I am a professor in Geological Sciences and Geological Engineering, a registered Professional Engineer in Ontario, and a Fellow of the Engineering Institute of Canada. A Geological Engineer by training, I practiced as an engineer for several years, first with the Ontario Ministry of Transportation, and later with Klohn Crippen Consultants, before joining first the University of Waterloo and then moving to Queen’s University. I specialize in rock engineering, site characterisation and risk management for mining and transportation infrastructure, with a focus on landslide hazards.
My research interests include multi-criteria risk assessment and management for geological engineering projects. I am interested in using new techniques for site investigation, including applications of terrestrial and aerial LiDAR and photogrammetry, and development of better tools for characterising rockmasses for engineering design.
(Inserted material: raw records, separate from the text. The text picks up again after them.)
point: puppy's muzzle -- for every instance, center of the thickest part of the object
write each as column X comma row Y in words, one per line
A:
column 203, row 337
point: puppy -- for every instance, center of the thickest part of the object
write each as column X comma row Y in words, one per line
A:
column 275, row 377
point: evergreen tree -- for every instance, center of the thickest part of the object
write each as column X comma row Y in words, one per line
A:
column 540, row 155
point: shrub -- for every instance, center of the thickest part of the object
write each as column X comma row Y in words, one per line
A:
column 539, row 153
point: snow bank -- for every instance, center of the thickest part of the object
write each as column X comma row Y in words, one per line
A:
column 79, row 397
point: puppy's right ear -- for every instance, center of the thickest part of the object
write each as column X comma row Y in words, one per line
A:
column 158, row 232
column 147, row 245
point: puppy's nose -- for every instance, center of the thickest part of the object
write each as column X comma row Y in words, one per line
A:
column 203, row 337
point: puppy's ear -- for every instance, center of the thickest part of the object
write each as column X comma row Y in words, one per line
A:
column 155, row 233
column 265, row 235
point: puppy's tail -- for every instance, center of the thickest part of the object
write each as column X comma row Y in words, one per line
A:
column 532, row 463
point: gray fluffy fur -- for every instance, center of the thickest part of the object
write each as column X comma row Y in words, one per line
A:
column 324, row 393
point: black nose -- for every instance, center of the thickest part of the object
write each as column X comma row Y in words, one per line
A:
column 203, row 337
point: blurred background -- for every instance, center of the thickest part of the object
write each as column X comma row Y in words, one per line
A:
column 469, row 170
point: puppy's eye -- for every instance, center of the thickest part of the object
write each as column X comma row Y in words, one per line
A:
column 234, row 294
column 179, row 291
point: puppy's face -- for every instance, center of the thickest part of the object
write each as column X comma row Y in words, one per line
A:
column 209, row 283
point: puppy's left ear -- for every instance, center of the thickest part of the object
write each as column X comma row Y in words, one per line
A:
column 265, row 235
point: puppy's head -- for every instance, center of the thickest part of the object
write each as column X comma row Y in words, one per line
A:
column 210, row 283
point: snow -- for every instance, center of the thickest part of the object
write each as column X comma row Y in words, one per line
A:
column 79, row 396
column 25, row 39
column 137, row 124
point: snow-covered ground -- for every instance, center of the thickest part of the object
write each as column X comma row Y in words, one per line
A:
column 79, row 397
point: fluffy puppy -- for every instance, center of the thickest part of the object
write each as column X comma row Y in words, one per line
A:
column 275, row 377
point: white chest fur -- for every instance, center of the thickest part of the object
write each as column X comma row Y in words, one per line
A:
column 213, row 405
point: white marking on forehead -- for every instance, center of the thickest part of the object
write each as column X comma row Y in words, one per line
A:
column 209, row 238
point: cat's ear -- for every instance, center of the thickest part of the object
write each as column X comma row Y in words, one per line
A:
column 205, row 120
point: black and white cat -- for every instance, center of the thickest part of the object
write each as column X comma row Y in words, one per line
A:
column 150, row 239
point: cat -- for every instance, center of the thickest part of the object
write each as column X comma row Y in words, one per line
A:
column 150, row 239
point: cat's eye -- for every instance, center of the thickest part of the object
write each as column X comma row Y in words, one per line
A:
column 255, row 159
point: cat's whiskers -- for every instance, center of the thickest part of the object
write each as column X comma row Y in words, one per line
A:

I have worked on developing risk based decision making, using geomatics and monitoring tools for large slopes. I have also conducted research on ground subsidence and geomechanics aspects of mine closure planning in the past.
Currently, I am a Principal Investigator on the Canadian Railway Ground Hazard Research program. My research is funded by NSERC, as well as by CP and CN Rail and Transport Canada. Other research projects are funded by the Ministry of Transportation in Ontario.
In 2019, I delivered the Glossop Medal Lecture to the Engineering Group of the Geological Society.
I am also proud to be a Fellow of the Engineering Institute of Canada, and to be a recipient of the CP Rail Medal and the Robert L. Schuster Medal.